Source code for xhistogram.xarray

"""
Xarray API for xhistogram.
"""

import xarray as xr
from collections import OrderedDict
from .core import histogram as _histogram

# range is a keyword so save the builtin so they can use it.
_range = range


[docs]def histogram(
    *args,
    bins=None,
    range=None,
    dim=None,
    weights=None,
    density=False,
    block_size="auto",
    keep_coords=False,
    bin_dim_suffix="_bin",
):
    """Histogram applied along specified dimensions.

    Parameters
    ----------
    args : xarray.DataArray objects
        Input data. The number of input arguments determines the dimensonality of
        the histogram. For example, two arguments prodocue a 2D histogram. All
        args must be aligned and have the same dimensions.
    bins :  int, str or numpy array or a list of ints, strs and/or arrays, optional
        If a list, there should be one entry for each item in ``args``.
        The bin specifications are as follows:

          * If int; the number of bins for all arguments in ``args``.
          * If str; the method used to automatically calculate the optimal bin width
            for all arguments in ``args``, as defined by numpy `histogram_bin_edges`.
          * If numpy array; the bin edges for all arguments in ``args``.
          * If a list of ints, strs and/or arrays; the bin specification as
            above for every argument in ``args``.

        When bin edges are specified, all but the last (righthand-most) bin include
        the left edge and exclude the right edge. The last bin includes both edges.

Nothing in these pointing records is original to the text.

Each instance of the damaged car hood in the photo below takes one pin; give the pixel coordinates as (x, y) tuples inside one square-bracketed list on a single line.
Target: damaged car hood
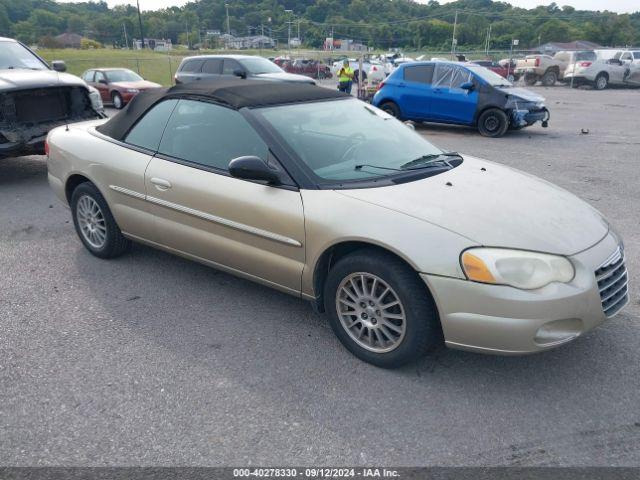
[(23, 79), (498, 206)]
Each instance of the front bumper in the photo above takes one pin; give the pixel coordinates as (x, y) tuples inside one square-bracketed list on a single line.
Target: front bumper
[(508, 321), (525, 118)]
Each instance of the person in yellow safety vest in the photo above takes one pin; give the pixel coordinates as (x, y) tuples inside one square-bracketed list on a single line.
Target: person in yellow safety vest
[(345, 78)]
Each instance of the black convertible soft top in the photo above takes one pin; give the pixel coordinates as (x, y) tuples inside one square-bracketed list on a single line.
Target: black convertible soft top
[(234, 92)]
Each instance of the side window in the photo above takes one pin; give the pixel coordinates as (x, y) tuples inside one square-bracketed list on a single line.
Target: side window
[(191, 66), (213, 65), (148, 131), (229, 66), (419, 74), (443, 75), (460, 75), (210, 135)]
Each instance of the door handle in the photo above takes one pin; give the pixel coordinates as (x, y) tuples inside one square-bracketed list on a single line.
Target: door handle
[(161, 184)]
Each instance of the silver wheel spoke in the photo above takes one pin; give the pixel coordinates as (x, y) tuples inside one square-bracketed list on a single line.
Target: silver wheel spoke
[(371, 312), (91, 221)]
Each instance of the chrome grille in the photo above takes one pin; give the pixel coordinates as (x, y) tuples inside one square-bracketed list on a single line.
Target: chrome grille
[(612, 281)]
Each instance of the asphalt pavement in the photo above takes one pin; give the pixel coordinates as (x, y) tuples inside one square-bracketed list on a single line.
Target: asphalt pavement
[(154, 360)]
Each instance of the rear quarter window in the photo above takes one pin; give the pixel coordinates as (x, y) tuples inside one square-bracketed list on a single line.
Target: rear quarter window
[(419, 74), (191, 66), (147, 132)]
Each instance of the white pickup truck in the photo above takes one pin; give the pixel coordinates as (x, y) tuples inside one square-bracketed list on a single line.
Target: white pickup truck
[(620, 68)]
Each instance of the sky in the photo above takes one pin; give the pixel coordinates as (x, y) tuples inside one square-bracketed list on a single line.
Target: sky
[(620, 6)]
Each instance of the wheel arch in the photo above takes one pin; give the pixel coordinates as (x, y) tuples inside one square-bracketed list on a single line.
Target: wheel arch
[(340, 249)]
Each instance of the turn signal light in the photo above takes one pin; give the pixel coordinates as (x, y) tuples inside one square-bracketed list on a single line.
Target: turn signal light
[(476, 269)]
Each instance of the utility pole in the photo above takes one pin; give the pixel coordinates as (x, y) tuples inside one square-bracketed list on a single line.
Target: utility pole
[(290, 12), (140, 22), (454, 40), (126, 38)]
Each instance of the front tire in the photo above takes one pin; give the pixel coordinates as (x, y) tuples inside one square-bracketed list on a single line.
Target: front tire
[(391, 108), (116, 98), (95, 224), (493, 123), (380, 309)]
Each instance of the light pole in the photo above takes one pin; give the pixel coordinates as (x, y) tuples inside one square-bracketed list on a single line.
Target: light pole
[(290, 12), (140, 22)]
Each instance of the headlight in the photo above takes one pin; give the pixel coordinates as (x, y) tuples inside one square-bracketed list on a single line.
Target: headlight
[(96, 100), (517, 268)]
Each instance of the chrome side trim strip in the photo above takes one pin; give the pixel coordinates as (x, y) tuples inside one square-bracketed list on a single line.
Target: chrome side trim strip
[(227, 223), (211, 218), (126, 191)]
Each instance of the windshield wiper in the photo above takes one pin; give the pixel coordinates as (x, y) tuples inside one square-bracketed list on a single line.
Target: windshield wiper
[(361, 166), (427, 161)]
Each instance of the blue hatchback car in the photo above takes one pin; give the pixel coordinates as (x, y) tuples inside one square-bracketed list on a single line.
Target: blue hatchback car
[(461, 94)]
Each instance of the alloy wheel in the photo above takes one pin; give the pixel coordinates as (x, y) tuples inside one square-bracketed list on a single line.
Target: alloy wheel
[(91, 222), (371, 312)]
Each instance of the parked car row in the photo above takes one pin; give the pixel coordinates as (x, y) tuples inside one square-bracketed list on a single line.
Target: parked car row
[(263, 174), (322, 196), (599, 68)]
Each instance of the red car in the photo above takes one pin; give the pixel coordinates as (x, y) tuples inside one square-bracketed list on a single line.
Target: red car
[(502, 68), (117, 85)]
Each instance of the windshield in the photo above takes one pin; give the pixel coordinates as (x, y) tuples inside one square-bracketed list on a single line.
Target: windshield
[(14, 55), (123, 76), (258, 65), (348, 139), (492, 78)]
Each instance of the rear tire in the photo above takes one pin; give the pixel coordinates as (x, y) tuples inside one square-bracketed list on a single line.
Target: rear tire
[(386, 337), (549, 78), (116, 98), (391, 108), (95, 224), (493, 123), (601, 82)]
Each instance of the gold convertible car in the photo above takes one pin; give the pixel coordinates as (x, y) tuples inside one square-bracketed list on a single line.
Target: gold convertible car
[(325, 197)]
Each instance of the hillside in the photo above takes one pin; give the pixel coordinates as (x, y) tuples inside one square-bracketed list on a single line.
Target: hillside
[(378, 23)]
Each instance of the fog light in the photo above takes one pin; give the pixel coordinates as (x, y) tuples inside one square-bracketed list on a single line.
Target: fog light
[(558, 331)]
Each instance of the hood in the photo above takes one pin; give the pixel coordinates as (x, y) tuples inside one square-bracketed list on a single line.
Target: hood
[(21, 79), (521, 93), (140, 85), (285, 77), (498, 207)]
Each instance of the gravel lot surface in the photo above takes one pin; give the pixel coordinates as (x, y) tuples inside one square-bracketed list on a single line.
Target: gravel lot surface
[(153, 360)]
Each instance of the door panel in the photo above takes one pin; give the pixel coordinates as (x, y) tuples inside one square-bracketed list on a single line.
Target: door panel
[(120, 173), (248, 227)]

        A TypeError will be raised if args or weights contains dask arrays and bins
        are not specified explicitly as an array or list of arrays. This is because
        other bin specifications trigger computation.
    range : (float, float) or a list of (float, float), optional
        If a list, there should be one entry for each item in ``args``.
        The range specifications are as follows:

          * If (float, float); the lower and upper range(s) of the bins for all
            arguments in ``args``. Values outside the range are ignored. The first
            element of the range must be less than or equal to the second. `range`
            affects the automatic bin computation as well. In this case, while bin
            width is computed to be optimal based on the actual data within `range`,
            the bin count will fill the entire range including portions containing
            no data.
          * If a list of (float, float); the ranges as above for every argument in
            ``args``.
          * If not provided, range is simply ``(arg.min(), arg.max())`` for each
            arg.
    dim : tuple of strings, optional
        Dimensions over which which the histogram is computed. The default is to
        compute the histogram of the flattened array.
    weights : array_like, optional
        An array of weights, of the same shape as `a`.  Each value in
        `a` only contributes its associated weight towards the bin count
        (instead of 1). If `density` is True, the weights are
        normalized, so that the integral of the density over the range
        remains 1. NaNs in the weights input will fill the entire bin with
        NaNs. If there are NaNs in the weights input call ``.fillna(0.)``
        before running ``histogram()``.
    density : bool, optional
        If ``False``, the result will contain the number of samples in
        each bin. If ``True``, the result is the value of the
        probability *density* function at the bin, normalized such that
        the *integral* over the range is 1. Note that the sum of the
        histogram values will not be equal to 1 unless bins of unity
        width are chosen; it is not a probability *mass* function.
    block_size : int or 'auto', optional
        A parameter which governs the algorithm used to compute the histogram.
        Using a nonzero value splits the histogram calculation over the
        non-histogram axes into blocks of size ``block_size``, iterating over
        them with a loop (numpy inputs) or in parallel (dask inputs). If
        ``'auto'``, blocks will be determined either by the underlying dask
        chunks (dask inputs) or an experimental built-in heuristic (numpy inputs).
    keep_coords : bool, optional
        If ``True``, keep all coordinates. Default: ``False``
    bin_dim_suffix : str, optional
        Suffix to append to input arg names to define names of output bin
        dimensions

    Returns
    -------
    hist : xarray.DataArray
        The values of the histogram. For each bin, the midpoint of the bin edges
        is given along the bin coordinates.

    """

    args = list(args)
    N_args = len(args)

    # TODO: allow list of weights as well
    N_weights = 1 if weights is not None else 0

    for a in args:
        if not isinstance(a, xr.DataArray):
            raise TypeError(
                "xhistogram.xarray.histogram accepts only xarray.DataArray "
                + f"objects but a {type(a).__name__} was provided"
            )

    for a in args:
        assert a.name is not None, "all arrays must have a name"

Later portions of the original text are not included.